By and large, the minority Democrats have been more willing than the Republicans to tax the energy companies.

But because the corruption indirectly resulting from the boom has been associated with a Democratic administration, it is the Democrats who have been most reluctant to outlaw official misconduct and conflicts of interest. The result, in this year's session, was that Democrats killed the political overhaul legislatior while Republicans torpedoed the severance tax increase.

Gov. Ed D. Herschler, widely perceived as part of the problem last year, has tried to be part of the solution this year after winning an upset reelection victory against a Republican tied closely to energy interests. Herschler supported both the severance tax boost and the official misconduct bill without success.

"There is a general attitude against public interest legislation in the Wyoming legislature," says Republican Sen. Rex Arney of Sheridan, a sponsor of the official misconduct law. "The majority of legislators want to maintain the status quo." Nonetheless, there are those who think that the 1979 legislative session marked the beginning of the end for the old Wyoming way of doing things.

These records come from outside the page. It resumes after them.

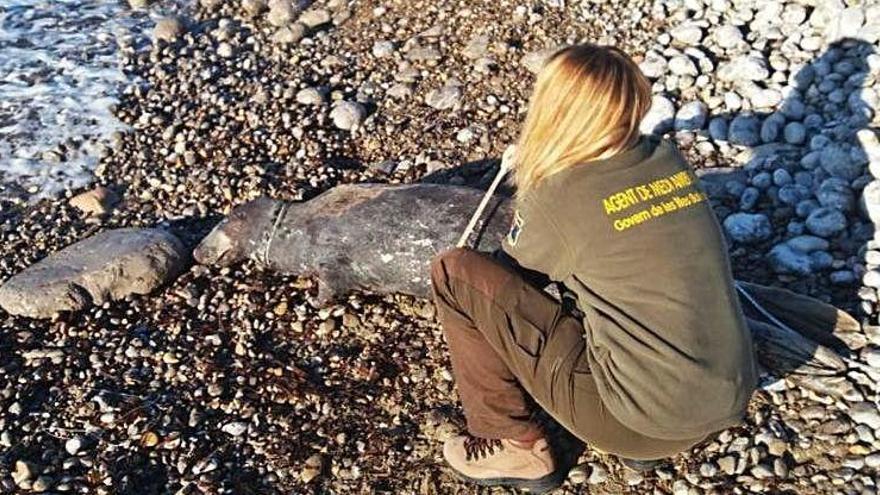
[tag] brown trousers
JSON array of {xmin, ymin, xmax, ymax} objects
[{"xmin": 431, "ymin": 249, "xmax": 702, "ymax": 459}]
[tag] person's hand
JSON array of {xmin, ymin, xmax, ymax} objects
[{"xmin": 501, "ymin": 144, "xmax": 516, "ymax": 170}]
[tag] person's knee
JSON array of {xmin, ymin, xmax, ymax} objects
[{"xmin": 431, "ymin": 247, "xmax": 472, "ymax": 287}]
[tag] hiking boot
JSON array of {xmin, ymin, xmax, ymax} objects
[
  {"xmin": 619, "ymin": 457, "xmax": 666, "ymax": 473},
  {"xmin": 443, "ymin": 435, "xmax": 567, "ymax": 493}
]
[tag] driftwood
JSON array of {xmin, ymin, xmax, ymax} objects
[{"xmin": 194, "ymin": 183, "xmax": 858, "ymax": 384}]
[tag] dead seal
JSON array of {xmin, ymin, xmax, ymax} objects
[{"xmin": 193, "ymin": 183, "xmax": 512, "ymax": 302}]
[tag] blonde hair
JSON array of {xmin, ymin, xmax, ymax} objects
[{"xmin": 513, "ymin": 44, "xmax": 651, "ymax": 194}]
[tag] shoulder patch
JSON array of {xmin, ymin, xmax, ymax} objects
[{"xmin": 507, "ymin": 210, "xmax": 525, "ymax": 246}]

Democratic Sen. Ford Bussart of Green River, elected in the reform wave that captured Rock Springs, believes that the next legislative session will enact conflict-of-interest legislation. Arney expects that official misconduct will be made a crime in the context of a pending legla recodification, and maverick House Republican Burnett, an insurance man who disqualifies himself on bills that would increase insurance rates, predicts that the coal tax initiative will qualify and be approved by popular vote.

The real issue, says Cheyenne environmentalist Pam Minier, is whether Wyoming citizens will be able to unite against the economic forces that threaten to engulf them.

"people have always gone their own individualistic ways in Wyoming and not worried too much about what was happening to others," Minier said. "That's changing. But it's a slow process for people to learn how to get control of their own destiny."